FMI diz que dívida da América Latina cresce ‘acima da zona de conforto’ e defende ajuste fiscal para crescimento
SÃO PAULO - Em estudo sobre os ajustes fiscal e de contas externas, o Fundo Monetário Internacional (FMI) afirmou que a dívida da América Latina está subindo para níveis “acima da zona do conforto” e defendeu que os países da região devem continuar os esforços de ajuste para atingirem um crescimento maior. O Fundo ressaltou que a saída da recessão econômica na América Latina e Caribe será lenta no estudo "Uma História de Dois Ajustes", que foi divulgado nesta sexta-feira e mantém as projeções de expansão do Produto Interno Bruto (PIB) para 2017 e 2018.
A análise, no entanto, não leva em conta a turbulência política que se acirrou no Brasil a partir de quarta-feira à noite.
O ajuste fiscal é necessário, segundo o FMI, diante da evolução da dívida da América Latina e Caribe.
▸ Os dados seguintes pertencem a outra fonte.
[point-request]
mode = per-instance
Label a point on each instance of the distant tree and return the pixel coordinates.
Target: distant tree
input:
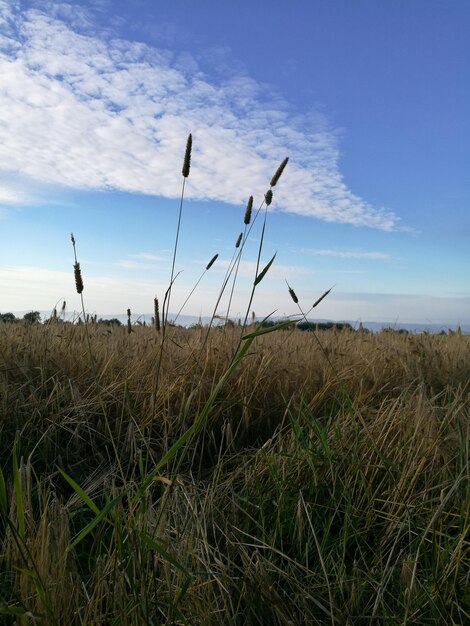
(33, 317)
(8, 318)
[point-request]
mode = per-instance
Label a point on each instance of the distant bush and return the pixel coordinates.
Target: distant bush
(324, 325)
(112, 322)
(8, 318)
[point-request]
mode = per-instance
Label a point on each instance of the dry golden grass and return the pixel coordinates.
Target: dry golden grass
(308, 497)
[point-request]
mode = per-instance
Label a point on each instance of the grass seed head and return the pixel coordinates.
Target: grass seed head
(187, 156)
(78, 277)
(157, 314)
(249, 208)
(293, 295)
(211, 262)
(278, 172)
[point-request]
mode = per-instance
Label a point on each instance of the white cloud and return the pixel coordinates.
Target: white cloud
(247, 269)
(42, 289)
(89, 111)
(347, 254)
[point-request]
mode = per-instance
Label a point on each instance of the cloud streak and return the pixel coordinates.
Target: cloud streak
(347, 254)
(81, 109)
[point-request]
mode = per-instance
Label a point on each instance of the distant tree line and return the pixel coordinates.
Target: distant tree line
(34, 317)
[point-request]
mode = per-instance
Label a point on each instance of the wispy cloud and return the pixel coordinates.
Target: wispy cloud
(247, 269)
(81, 109)
(147, 256)
(347, 254)
(136, 265)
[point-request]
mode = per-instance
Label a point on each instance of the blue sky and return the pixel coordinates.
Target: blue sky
(368, 99)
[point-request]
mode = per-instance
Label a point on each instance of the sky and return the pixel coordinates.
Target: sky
(368, 99)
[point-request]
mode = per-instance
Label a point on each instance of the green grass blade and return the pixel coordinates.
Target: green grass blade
(80, 492)
(94, 522)
(3, 494)
(262, 274)
(18, 493)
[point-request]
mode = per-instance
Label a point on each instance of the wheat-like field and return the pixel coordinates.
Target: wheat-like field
(246, 474)
(315, 492)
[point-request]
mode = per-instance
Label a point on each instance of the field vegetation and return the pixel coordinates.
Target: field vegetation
(239, 474)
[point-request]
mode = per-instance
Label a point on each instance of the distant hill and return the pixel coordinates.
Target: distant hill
(188, 320)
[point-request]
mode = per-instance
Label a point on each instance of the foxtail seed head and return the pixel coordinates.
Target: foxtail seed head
(293, 295)
(187, 156)
(78, 277)
(278, 172)
(249, 208)
(212, 261)
(157, 314)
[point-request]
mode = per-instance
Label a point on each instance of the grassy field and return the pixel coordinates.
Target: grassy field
(308, 490)
(234, 475)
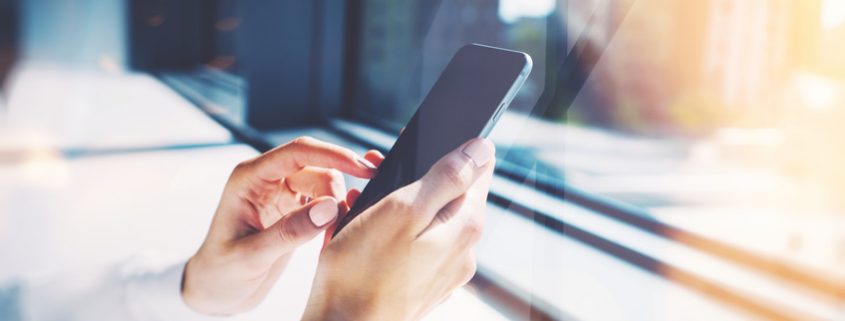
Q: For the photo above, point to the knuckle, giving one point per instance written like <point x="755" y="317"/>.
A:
<point x="453" y="173"/>
<point x="334" y="175"/>
<point x="402" y="205"/>
<point x="468" y="269"/>
<point x="286" y="235"/>
<point x="472" y="231"/>
<point x="303" y="140"/>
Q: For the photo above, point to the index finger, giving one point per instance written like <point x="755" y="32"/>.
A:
<point x="306" y="151"/>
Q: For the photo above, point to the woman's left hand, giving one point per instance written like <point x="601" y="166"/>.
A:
<point x="271" y="205"/>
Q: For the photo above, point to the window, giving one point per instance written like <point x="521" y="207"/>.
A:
<point x="706" y="123"/>
<point x="661" y="152"/>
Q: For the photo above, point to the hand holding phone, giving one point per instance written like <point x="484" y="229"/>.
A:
<point x="467" y="100"/>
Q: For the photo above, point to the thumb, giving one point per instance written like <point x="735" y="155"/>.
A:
<point x="291" y="231"/>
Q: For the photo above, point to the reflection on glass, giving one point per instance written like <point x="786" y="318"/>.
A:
<point x="719" y="116"/>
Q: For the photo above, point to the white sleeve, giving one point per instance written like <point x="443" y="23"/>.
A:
<point x="138" y="290"/>
<point x="157" y="296"/>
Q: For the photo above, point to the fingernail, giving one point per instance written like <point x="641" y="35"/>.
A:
<point x="323" y="212"/>
<point x="480" y="151"/>
<point x="367" y="164"/>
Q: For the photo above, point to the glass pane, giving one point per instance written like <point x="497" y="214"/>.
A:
<point x="719" y="117"/>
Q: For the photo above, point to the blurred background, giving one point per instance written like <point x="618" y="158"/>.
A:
<point x="665" y="160"/>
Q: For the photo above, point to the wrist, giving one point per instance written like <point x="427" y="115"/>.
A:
<point x="325" y="307"/>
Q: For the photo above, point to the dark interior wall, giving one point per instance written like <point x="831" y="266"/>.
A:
<point x="164" y="35"/>
<point x="9" y="29"/>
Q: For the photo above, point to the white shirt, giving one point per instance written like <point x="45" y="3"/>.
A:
<point x="138" y="290"/>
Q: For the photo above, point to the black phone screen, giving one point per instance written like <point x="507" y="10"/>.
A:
<point x="470" y="94"/>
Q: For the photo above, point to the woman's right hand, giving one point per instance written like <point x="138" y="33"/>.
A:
<point x="408" y="252"/>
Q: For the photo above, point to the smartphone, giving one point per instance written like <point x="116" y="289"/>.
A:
<point x="467" y="100"/>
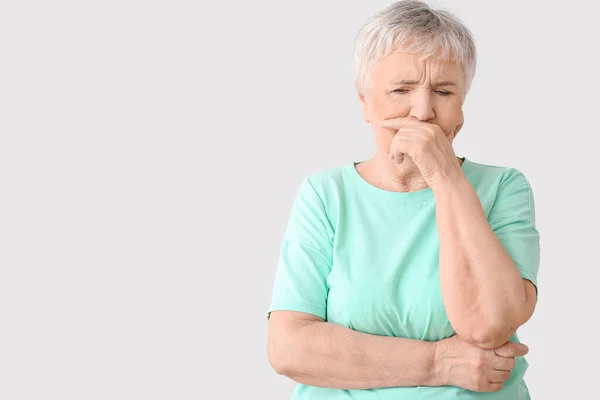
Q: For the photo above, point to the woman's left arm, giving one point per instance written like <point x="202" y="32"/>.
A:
<point x="485" y="295"/>
<point x="488" y="264"/>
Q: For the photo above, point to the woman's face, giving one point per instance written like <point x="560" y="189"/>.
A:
<point x="401" y="86"/>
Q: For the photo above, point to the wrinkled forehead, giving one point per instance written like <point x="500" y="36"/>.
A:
<point x="413" y="67"/>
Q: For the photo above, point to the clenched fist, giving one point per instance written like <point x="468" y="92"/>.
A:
<point x="427" y="145"/>
<point x="459" y="363"/>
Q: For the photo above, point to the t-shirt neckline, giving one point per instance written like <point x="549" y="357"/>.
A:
<point x="416" y="196"/>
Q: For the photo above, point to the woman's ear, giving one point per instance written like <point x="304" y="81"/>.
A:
<point x="363" y="105"/>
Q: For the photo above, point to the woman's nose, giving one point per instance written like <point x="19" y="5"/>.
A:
<point x="422" y="106"/>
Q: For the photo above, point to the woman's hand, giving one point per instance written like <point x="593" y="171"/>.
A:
<point x="427" y="145"/>
<point x="459" y="363"/>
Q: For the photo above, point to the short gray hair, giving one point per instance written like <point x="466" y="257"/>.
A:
<point x="414" y="27"/>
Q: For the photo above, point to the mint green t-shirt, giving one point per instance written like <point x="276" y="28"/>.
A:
<point x="368" y="259"/>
O montante subiu de cerca de 35% do PIB em 2008 para 46% atualmente. O estudo avalia que as políticas de ajuste fiscal devem ser mantidas.
“A dívida está crescendo acima da zona de conforto. O ajuste fiscal precisará continuar em muitos países”, aponta o documento. (....)
O Fundo reconhece o esforço em curso no Brasil, mas defende mais ações. “Parte do ajuste já está em andamento, mas é preciso fazer mais, tendo em conta que os resultados primários seguem abaixo dos níveis que estabilizam a dívida. Se deve prestar especial atenção ao desenho dos planos de ajuste que favoreçam o crescimento e sejam inclusivos”, segundo o relatório.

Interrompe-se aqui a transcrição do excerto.